Domains and Subscriptions
Domains are logical groups corresponding to business units or teams, clarifying data ownership and management responsibility. In the subscription workflow, consumers request access to data assets, and producers or administrators approve the requests. After approval, Lake Formation permissions are automatically granted, and consumers can execute queries from Athena.
Data Quality and Catalog Management
DataZone's data quality rules automatically validate the quality of published data assets. Define rules for completeness (percentage of NULL values), uniqueness (duplicate records), and freshness (last update date), and display quality scores in the catalog. The business glossary manages organization-wide term definitions, and by tagging data assets, you can search for data by business meaning rather than just technical table names. Metadata forms define custom attributes such as data owner, update frequency, and sensitivity level, attaching governance-relevant information to data assets. Integration with the Glue Data Catalog enables automatic import of existing table definitions into DataZone.

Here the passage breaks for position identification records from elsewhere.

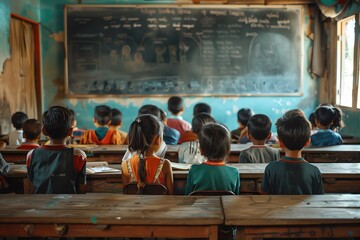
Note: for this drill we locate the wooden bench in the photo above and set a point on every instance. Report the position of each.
(109, 215)
(289, 216)
(114, 153)
(337, 178)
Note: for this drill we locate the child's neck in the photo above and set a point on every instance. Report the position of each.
(293, 153)
(258, 142)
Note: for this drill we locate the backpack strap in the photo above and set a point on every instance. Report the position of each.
(158, 170)
(132, 177)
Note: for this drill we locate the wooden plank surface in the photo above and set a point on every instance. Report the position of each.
(270, 210)
(115, 209)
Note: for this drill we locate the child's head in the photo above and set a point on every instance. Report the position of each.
(176, 105)
(312, 120)
(73, 116)
(293, 131)
(328, 117)
(214, 140)
(243, 116)
(199, 120)
(18, 119)
(259, 127)
(57, 123)
(145, 137)
(149, 109)
(32, 130)
(116, 117)
(202, 108)
(163, 116)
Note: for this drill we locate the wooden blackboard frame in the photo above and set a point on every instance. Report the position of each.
(70, 94)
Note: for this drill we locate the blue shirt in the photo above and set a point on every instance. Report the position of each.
(325, 137)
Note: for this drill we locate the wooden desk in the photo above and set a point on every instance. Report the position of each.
(109, 215)
(288, 216)
(114, 153)
(337, 178)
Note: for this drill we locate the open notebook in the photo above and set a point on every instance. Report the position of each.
(100, 167)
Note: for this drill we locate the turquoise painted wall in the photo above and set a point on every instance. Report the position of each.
(26, 8)
(224, 109)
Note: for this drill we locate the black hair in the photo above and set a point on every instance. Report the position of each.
(18, 119)
(259, 126)
(32, 129)
(202, 108)
(141, 134)
(175, 104)
(244, 114)
(116, 117)
(293, 130)
(57, 122)
(149, 109)
(312, 120)
(329, 116)
(102, 114)
(214, 140)
(199, 120)
(163, 115)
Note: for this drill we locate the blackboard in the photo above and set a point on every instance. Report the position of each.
(183, 50)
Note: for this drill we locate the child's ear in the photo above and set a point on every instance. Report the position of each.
(43, 130)
(70, 131)
(269, 136)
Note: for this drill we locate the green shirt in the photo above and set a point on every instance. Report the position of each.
(292, 176)
(210, 177)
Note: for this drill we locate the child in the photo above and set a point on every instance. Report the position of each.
(154, 111)
(327, 117)
(77, 132)
(55, 168)
(176, 107)
(292, 174)
(189, 151)
(239, 135)
(202, 107)
(171, 135)
(102, 135)
(116, 123)
(16, 137)
(313, 123)
(145, 137)
(213, 174)
(259, 126)
(32, 134)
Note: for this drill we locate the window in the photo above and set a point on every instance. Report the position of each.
(346, 81)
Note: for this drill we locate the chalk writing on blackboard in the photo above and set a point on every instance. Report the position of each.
(156, 50)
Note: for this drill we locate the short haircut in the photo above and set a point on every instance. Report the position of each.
(214, 140)
(32, 129)
(202, 108)
(293, 131)
(57, 122)
(175, 104)
(259, 126)
(244, 114)
(149, 109)
(329, 116)
(102, 114)
(163, 115)
(18, 119)
(116, 117)
(312, 119)
(199, 120)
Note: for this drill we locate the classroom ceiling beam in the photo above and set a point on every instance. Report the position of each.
(249, 2)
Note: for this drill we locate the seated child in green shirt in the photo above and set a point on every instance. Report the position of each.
(213, 174)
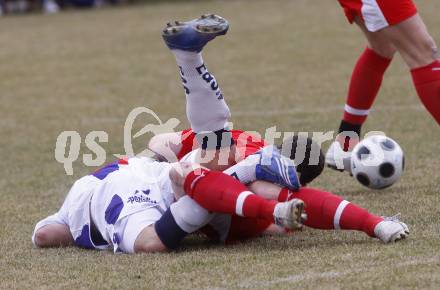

For a comprehensive understanding of DataZone design patterns, refer to technical books (Amazon).
DataZone Pricing
DataZone pricing consists of the number of data assets registered in the catalog and metadata API call volume. Data assets cost approximately $0.10 per asset per month, and metadata API calls cost approximately $4.25 per million requests. Subscription approval and management are available at no additional charge. In large organizations where data assets can reach thousands, manage costs through regular inventory of unnecessary assets. Leveraging existing metadata through Glue Data Catalog integration avoids duplicate catalog management and reduces operational costs.
Summary
DataZone is a service that unifies data discovery, sharing, and governance to maximize data value across the organization. Domain-based ownership management clarifies data responsibility, and subscription workflows enable approval-based data sharing. Data quality rules and business glossaries improve catalog reliability and searchability.